At 1:19 PM 2/15/94 +0000, Daniel W. Connolly wrote:
>One of the things I released (or was just about to release when I
>changed jobs...) was an SGML compliant HTML parser in a few hundred
>lines of vanilla ANSI C.

Great! But did this code go into a black hole with the job change or is it
available somewhere, need some testing, or what? :)

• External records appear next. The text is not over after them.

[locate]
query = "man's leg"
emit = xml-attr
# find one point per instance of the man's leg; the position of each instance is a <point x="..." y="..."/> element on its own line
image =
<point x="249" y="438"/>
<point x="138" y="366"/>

>>One issue in formalising HTML+ was in providing an adequate structure
>>while dealing with legacy documents. As you can see in my current DTD,
>>documents have a richer structure than with the old HTML DTD.
>>
>
>Yes... and it seems to me (at first glance... I'll have to look more
>closely...) that we've lost the ability to translate HTML to Microsoft
>Word or FrameMaker without any loss of information.
>
>Let's get formal why don't we: I do not mean that we should be able to
>take any RTF file and convert it to HTMLPLUS, or MIF for that matter.
>But I think it's crucial that there exist invertible mappings
>
> h : HTML -> RTF
>and
> g : HTML -> MIF
>and
> h : HTML -> TeXinfo
>
>so that I can take a given HTML document, convert it to RTF, and
>convert it back and get exactly what I started with (the same ESIS,
>that is... perhaps SGML comments and a few meaningless RE's would get
>lost).

Folks, this is extremely important. It may be a b*tch to move documents
from RTF, MIF, etc. to HTML right now, but it should be a breeze to go the
other direction, at least. If we make it difficult or impossible to go from
HTML to RTF, MIF, etc., then we've blown it. If we make it possible to go
from HTML -> RTF -> HTML without loss of information, formatting
information, etc. then we win!

Brief reality check sermon follows:
Keep in mind that the world will neither go whole hog into SGML (HTML), nor
continue to deal execlusively with application specific document formats
such as Microsoft Word or Quark Xpress. We're going to have to deal with
both camps. There isn't a single big company (or small company) or
organization that isn't sick and tired (mad as hell to be precise) of NOT
being able to move formatted information between multiple applications
without loss. Frankly, I'm surprised that the blood of vendors hasn't been
spilt at trade shows (it almost was at Seybold last October). However, it
isn't our job to come up with the ULTIMATE SGML DTD holy grail document
format, etc., though what Dave is doing is extremely useful for us as a
measuring stick and focal point. It IS our job to make it easy for users to
publish information on the Web, HyperText or otherwise. Concentrate on
making authoring/publishing easy and keep in mind that document formats
have to rendered at some point. If you make rendering too hard, the only
people that will be able to spend the bucks to write clients capable of
doing the rendering will be big companies like HP, Intel, and Microsoft.
Plus, capabilities between clients will vary so much, that the presentation
independence will be completely lost, because half of what client A can
render, can't be rendered by client B in any meaningful way. If you make it
too difficult to author/publish hypertext, then most of the information on
the Web will just end up being documents to be displayed by applications
external to the WWW client browser and the browser ends up being an
elaborate Gopher substitute.
Sermon off

ka